Butterflies Attract People To Garden
10 April 2006
From Jennifer Grimes , East Valley Tribune
Grace Stoll was on her way out of Phoenix’s Desert Botanical Garden enclosure recently when one of the creatures on display jumped on her back.
“Get a picture,” the Minnesota woman instructed her daughter, holding still. Moments later, another visitor was assaulted, then another and another . . .
Attacks have continued unabated inside the spring butterfly exhibit, an open-air enclosure at the garden, with victims numbering in the dozens, possibly hundreds. Yet there’s been no publicity, no attempts to intercede and, apparently, no lawsuits. Visitors just keep coming.
“We get thousands of people. It’s amazing. Butterflies are just natural attractants,” says Melanie Day, a coordinator at the garden, where 1,000 or more of the fluttering, frilly creatures alight on trees, shrubs and the occasional human without incident.
| Tropical butteflies have huge public appeal |
Now in its fifth year, the exhibit of 30 or more butterfly varieties has grown to be the garden’s most popular, Day says.
The exhibit highlights the beauty and diversity of North America’s butterflies. Visitors can see Giant Swallowtails, Great Southern Whites, Zebra Swallowtails, Queens, Julias, Painted Ladies and Malachites among others.

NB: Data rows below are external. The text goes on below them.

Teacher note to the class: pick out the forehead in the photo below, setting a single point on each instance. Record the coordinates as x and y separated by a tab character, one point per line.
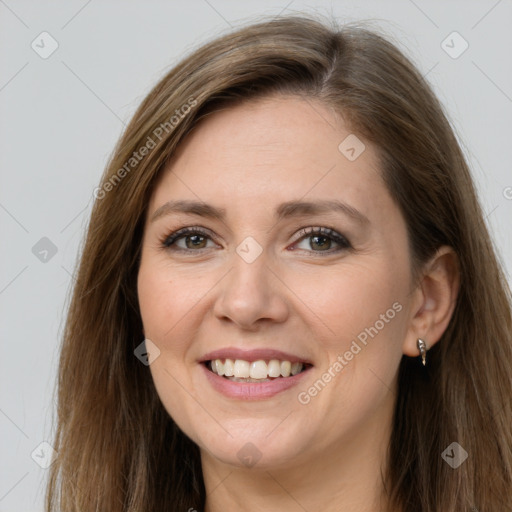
273	149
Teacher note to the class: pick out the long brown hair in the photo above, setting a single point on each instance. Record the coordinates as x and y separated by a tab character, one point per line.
118	449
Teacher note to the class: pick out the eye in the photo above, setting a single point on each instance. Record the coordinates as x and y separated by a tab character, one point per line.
187	239
321	239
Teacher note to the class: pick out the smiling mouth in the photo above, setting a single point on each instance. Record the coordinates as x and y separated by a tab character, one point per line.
240	370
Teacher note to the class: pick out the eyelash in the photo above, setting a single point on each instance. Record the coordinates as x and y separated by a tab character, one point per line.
168	241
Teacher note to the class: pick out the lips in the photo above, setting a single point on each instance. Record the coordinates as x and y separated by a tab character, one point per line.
253	374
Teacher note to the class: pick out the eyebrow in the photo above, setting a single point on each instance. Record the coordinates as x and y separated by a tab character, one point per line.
283	211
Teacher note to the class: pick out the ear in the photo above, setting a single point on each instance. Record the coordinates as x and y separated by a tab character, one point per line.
434	300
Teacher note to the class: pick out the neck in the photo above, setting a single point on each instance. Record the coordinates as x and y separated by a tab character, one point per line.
345	477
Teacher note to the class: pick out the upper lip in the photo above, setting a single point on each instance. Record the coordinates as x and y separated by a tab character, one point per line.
256	354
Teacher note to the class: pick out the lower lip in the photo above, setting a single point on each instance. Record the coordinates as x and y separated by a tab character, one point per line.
252	390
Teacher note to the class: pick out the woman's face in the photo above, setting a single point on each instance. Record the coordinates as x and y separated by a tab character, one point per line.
274	278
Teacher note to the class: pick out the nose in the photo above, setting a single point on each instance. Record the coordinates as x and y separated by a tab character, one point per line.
251	294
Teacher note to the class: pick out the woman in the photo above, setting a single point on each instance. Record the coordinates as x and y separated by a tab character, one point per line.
290	225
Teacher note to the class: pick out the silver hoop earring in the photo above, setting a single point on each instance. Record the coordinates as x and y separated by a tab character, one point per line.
422	347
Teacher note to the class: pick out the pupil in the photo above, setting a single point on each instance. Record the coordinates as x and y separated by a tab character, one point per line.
324	238
195	240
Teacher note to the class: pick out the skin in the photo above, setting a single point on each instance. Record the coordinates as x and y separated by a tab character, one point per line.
327	454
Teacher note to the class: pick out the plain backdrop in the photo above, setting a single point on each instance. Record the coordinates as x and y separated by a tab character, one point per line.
61	115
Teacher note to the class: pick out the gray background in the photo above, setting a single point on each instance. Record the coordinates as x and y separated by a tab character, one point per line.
61	116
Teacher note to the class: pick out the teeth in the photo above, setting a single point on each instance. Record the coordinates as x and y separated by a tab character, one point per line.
258	370
296	368
286	368
240	370
274	368
229	368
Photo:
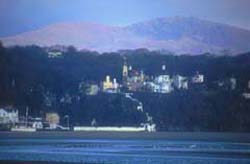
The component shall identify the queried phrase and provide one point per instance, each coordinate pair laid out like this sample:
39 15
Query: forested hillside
28 77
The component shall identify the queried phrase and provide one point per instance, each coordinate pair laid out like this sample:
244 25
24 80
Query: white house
198 78
8 116
180 82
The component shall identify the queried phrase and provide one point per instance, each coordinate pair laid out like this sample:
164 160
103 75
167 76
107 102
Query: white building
8 116
198 78
37 124
180 82
162 84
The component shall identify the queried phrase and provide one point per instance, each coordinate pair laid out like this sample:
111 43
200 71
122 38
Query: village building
8 116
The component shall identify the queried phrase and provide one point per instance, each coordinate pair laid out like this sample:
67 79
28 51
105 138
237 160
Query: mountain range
180 35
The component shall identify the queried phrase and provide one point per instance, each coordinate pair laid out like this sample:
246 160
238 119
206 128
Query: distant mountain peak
181 35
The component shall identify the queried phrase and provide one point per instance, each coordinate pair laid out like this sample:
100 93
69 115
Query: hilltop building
109 86
180 82
8 116
198 78
125 73
53 120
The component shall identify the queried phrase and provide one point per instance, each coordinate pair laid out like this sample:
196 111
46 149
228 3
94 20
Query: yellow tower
125 73
107 84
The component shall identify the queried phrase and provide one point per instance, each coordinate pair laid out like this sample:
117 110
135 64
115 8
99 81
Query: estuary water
124 151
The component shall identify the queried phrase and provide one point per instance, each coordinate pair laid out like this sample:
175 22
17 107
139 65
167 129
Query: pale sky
18 16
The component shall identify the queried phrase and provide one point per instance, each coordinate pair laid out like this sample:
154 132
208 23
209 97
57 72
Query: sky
17 16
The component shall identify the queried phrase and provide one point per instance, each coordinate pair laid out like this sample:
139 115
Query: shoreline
192 136
39 162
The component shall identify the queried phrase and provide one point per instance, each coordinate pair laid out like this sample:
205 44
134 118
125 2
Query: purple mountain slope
176 34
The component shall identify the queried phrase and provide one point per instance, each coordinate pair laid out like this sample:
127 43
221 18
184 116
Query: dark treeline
28 77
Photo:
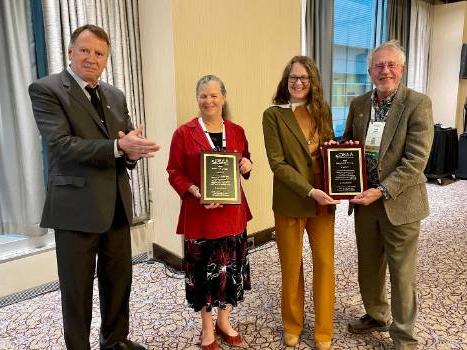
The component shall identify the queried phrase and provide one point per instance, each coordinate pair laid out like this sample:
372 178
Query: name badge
374 134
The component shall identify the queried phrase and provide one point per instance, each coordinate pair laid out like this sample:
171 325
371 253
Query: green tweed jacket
404 151
290 162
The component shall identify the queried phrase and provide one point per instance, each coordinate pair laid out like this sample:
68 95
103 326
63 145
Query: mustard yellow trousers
289 239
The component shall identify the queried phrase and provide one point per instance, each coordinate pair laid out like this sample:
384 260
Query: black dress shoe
125 345
367 324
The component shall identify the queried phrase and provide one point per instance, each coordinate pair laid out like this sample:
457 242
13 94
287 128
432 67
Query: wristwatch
384 191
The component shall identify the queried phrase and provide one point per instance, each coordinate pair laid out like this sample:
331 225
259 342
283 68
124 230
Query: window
359 26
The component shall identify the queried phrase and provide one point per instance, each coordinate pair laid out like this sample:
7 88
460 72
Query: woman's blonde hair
318 106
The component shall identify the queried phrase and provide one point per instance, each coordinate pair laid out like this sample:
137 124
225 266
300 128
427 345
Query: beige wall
156 30
246 43
462 95
445 88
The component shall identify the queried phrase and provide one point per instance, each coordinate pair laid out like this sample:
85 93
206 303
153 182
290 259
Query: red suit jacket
195 221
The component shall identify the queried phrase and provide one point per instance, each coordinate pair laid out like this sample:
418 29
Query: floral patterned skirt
217 271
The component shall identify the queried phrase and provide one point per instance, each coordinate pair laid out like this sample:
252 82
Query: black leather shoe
367 324
125 345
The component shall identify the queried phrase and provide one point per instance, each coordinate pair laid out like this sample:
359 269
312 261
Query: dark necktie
96 102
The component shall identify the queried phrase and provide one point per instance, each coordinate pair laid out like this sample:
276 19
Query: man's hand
135 145
245 165
367 197
322 198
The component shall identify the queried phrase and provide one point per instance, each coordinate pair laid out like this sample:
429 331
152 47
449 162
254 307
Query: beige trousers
289 239
381 245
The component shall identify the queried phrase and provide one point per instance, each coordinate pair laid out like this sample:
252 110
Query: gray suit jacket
404 151
83 173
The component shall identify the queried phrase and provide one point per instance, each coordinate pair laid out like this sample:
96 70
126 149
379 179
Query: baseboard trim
163 255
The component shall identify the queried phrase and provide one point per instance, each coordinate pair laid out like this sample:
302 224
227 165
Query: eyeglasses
305 79
389 65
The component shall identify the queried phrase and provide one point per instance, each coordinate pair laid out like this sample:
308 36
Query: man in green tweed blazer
396 125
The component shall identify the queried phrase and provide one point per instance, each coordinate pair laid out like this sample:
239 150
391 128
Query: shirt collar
82 84
291 105
386 100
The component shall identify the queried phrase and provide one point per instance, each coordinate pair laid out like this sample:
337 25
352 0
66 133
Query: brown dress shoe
323 345
291 339
211 346
367 324
235 340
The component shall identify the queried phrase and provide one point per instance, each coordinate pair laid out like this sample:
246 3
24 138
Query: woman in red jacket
215 240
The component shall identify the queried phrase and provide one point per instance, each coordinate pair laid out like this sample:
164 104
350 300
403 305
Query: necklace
206 133
312 134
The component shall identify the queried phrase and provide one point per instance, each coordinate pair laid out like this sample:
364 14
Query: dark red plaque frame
352 157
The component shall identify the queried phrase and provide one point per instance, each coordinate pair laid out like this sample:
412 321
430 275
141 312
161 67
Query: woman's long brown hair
318 106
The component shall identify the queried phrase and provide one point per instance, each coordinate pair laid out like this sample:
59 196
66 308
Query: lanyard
206 133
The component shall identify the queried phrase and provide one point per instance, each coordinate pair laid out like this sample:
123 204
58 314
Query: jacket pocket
61 180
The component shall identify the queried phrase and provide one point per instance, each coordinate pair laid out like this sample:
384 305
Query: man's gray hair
392 44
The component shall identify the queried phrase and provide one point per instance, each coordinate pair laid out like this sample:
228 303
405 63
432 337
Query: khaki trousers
289 239
381 244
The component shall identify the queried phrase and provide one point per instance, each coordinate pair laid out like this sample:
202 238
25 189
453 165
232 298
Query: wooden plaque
220 178
344 170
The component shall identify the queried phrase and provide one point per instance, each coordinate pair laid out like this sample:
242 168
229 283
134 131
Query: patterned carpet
160 319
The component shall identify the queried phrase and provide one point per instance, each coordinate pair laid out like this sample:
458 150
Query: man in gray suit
90 145
396 125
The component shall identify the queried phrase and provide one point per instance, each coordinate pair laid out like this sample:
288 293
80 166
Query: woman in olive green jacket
294 128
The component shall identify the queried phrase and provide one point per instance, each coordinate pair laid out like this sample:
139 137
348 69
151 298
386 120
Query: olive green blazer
290 162
404 151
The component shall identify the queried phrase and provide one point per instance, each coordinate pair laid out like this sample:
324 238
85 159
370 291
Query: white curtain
22 189
319 29
420 36
119 18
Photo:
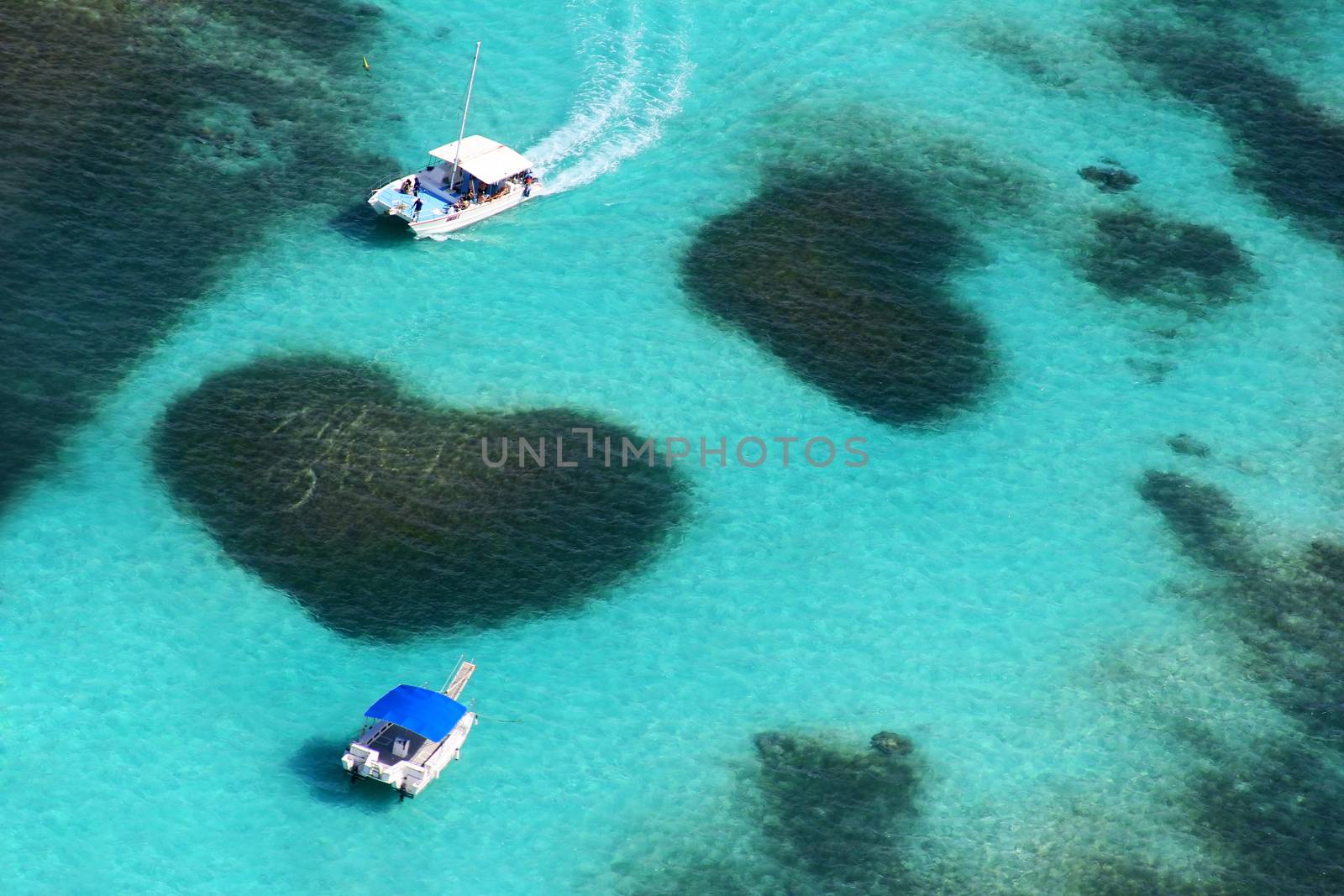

Friendly Garden volunteers, or “flight crews” are on hand to answer questions and share information about the butterflies and plants. There are special display areas featuring butterfly host plants and a Discovery Station where you have the chance to see our scaly-winged friends up close. The spring butterfly exhibit in the Marshall Butterfly Pavilion is presented by Wells Fargo with additional support from The Fred Maytag Family Foundation.
Butterflies simply transcend the “bug” label. They are colorful, fancy-free symbols of spring, youth and beauty. We sing about them, paper our walls with them, and, if you are Mariah Carey, tattoo our back with them.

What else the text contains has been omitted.